Wednesday, July 19, 2006
It was on this day in 1954 that the first part of the Lord of the Rings trilogy was published—The Fellowship of the Ring. Seventeen years had passed since the publication of The Hobbit (1937), to which The Fellowship of the Ring was a sequel. The Hobbit had gotten a great review in The Times Literary Supplement, and it went on to become a best-seller. So J.R.R. Tolkien (books by this author) began working on a sequel, about the nephew of the hobbit Bilbo, the nephew being named Frodo. He decided that the story would center on the magical ring, which hadn't been an important part of The Hobbit.
Tolkien spent the next seventeen years working on The Lord of the Rings. He was well into his first draft by the time World War II broke out in 1939. The book became more complicated as Tolkien went along, and it was taking much longer to finish than he had planned. He went through long stretches where he didn't write anything and considered giving the project up altogether. He wanted to make sure all of the details about the geography, language, and mythology of Middle Earth were consistent. He made elaborate charts to keep track of the events of his story, showing dates, days of the week, the direction of the wind, and the phases of the moon.
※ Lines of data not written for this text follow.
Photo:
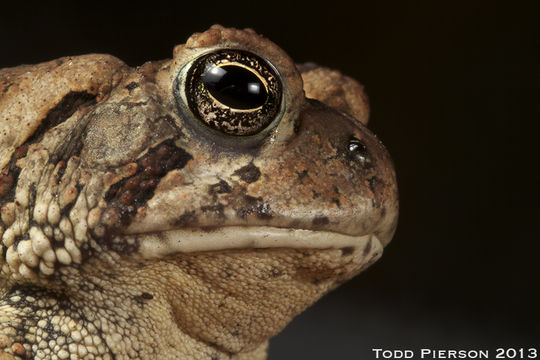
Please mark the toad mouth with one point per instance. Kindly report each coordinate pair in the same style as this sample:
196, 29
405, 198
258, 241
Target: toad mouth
189, 240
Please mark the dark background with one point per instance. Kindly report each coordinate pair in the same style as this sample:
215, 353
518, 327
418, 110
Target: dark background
454, 89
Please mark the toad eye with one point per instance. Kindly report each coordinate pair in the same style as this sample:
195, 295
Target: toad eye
233, 91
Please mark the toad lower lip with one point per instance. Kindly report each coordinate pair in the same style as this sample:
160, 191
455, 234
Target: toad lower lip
157, 245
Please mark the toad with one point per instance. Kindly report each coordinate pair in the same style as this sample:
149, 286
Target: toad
183, 209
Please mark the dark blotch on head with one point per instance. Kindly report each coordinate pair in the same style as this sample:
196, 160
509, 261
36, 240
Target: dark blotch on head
61, 112
249, 173
255, 205
133, 192
348, 250
132, 85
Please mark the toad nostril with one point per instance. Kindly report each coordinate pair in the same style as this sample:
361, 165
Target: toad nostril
358, 151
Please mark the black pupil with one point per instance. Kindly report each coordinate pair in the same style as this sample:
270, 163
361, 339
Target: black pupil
234, 86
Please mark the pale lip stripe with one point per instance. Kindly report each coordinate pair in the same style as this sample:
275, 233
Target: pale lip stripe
157, 245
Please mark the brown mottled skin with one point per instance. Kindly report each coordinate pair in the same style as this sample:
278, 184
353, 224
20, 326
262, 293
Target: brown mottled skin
130, 230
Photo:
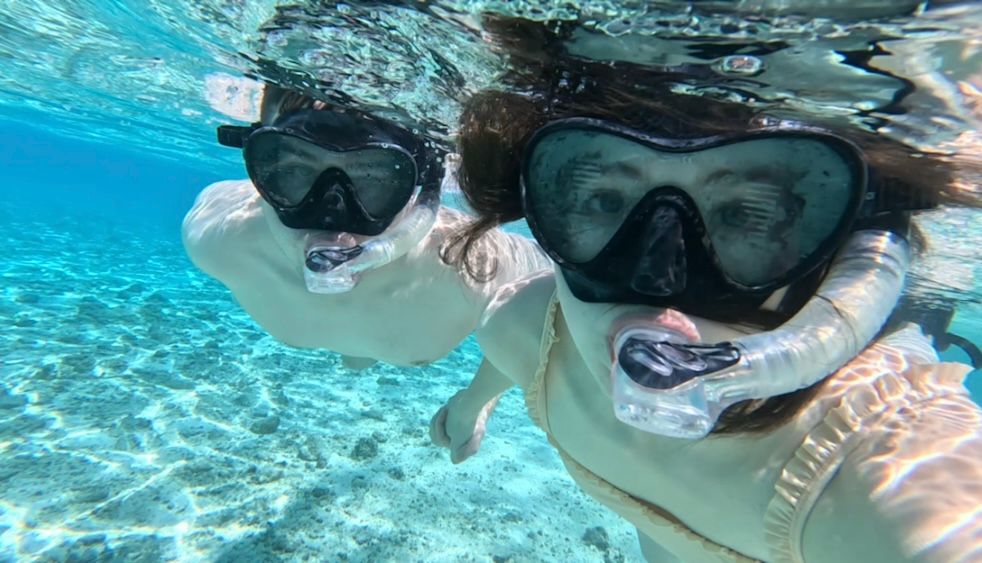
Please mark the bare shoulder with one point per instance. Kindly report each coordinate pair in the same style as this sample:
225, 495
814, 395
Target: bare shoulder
226, 216
511, 330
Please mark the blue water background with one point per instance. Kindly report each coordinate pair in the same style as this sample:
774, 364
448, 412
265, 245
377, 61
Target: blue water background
67, 182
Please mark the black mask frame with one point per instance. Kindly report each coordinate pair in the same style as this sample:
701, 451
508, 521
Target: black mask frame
700, 285
332, 202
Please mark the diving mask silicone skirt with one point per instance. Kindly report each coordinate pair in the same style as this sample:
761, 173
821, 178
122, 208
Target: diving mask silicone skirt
327, 170
756, 210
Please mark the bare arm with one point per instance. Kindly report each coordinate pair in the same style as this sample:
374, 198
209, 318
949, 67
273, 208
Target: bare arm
461, 423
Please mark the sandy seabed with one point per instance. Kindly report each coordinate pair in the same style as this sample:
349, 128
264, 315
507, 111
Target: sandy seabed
145, 417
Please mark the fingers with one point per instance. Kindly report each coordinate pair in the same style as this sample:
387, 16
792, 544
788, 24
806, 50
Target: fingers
438, 428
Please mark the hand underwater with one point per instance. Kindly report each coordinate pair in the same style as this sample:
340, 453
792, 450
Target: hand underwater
460, 428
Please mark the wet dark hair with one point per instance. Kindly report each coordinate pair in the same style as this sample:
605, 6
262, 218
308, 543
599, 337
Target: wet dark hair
279, 101
495, 126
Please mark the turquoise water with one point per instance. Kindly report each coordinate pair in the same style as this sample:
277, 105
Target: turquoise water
145, 417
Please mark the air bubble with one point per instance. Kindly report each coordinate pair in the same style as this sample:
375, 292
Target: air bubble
744, 65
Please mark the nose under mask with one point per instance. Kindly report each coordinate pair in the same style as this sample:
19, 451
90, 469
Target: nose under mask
661, 269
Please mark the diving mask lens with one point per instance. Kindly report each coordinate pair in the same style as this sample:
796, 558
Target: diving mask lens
285, 169
767, 202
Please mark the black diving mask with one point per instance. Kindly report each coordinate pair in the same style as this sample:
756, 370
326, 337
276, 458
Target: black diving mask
709, 225
335, 171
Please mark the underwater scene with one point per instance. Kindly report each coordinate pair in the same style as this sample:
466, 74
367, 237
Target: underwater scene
151, 412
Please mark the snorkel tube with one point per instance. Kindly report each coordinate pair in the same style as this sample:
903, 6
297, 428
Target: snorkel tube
666, 386
336, 269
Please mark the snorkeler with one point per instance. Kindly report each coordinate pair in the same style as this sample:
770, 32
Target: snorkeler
708, 359
337, 240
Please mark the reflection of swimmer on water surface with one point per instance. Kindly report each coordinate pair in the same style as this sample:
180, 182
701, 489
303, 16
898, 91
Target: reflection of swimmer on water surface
363, 189
710, 364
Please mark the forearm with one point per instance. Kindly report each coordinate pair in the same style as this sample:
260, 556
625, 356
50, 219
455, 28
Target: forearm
487, 385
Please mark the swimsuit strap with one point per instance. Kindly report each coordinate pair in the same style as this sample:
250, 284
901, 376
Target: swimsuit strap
535, 396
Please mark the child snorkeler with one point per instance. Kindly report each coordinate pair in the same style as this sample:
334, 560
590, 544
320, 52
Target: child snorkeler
708, 358
336, 241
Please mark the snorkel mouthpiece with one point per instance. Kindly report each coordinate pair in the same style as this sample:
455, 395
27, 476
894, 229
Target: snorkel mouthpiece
331, 269
666, 386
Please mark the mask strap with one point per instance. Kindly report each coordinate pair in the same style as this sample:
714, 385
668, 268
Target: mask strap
235, 136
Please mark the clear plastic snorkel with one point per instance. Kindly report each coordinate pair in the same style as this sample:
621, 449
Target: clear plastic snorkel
336, 268
664, 385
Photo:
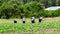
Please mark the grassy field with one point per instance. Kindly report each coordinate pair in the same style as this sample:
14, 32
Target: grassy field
47, 26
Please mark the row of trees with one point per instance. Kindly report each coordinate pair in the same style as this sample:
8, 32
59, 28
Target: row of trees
27, 8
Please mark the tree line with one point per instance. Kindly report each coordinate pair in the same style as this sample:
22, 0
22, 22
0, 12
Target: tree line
25, 8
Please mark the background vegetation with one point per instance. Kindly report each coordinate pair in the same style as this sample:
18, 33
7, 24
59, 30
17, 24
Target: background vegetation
27, 8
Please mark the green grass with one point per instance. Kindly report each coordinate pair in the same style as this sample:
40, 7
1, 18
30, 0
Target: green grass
29, 27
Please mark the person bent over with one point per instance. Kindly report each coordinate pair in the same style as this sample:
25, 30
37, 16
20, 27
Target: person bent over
33, 20
23, 20
40, 19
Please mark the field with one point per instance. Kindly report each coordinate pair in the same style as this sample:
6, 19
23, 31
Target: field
47, 26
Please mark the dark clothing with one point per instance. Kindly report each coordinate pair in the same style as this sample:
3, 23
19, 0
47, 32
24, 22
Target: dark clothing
15, 21
33, 21
40, 20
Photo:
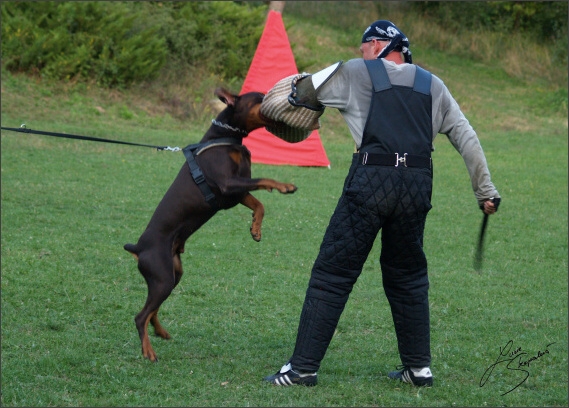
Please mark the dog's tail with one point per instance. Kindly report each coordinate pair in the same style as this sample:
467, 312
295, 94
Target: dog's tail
133, 249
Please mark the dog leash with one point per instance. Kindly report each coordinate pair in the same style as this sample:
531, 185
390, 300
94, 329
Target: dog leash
24, 129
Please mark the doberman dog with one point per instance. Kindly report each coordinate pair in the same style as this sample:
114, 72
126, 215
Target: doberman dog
219, 165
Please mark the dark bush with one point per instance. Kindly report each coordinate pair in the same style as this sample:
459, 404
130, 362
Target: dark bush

Finally, in the fall of 1949, Tolkien finished writing The Lord of the Rings. He typed the final copy out himself, sitting on a bed in his attic, balancing the typewriter on his lap, and tapping it out with two fingers.
The Lord of the Rings turned out to be more than half a million words long. Tolkien wanted to publish it in one volume, his publisher wanted to divide it into three volumes and so the first volume, The Fellowship of the Ring, came out on this day in 1954.
Only about three and a half thousand copies were printed, but it turned out to be incredibly popular, and it went through a second printing in just six weeks.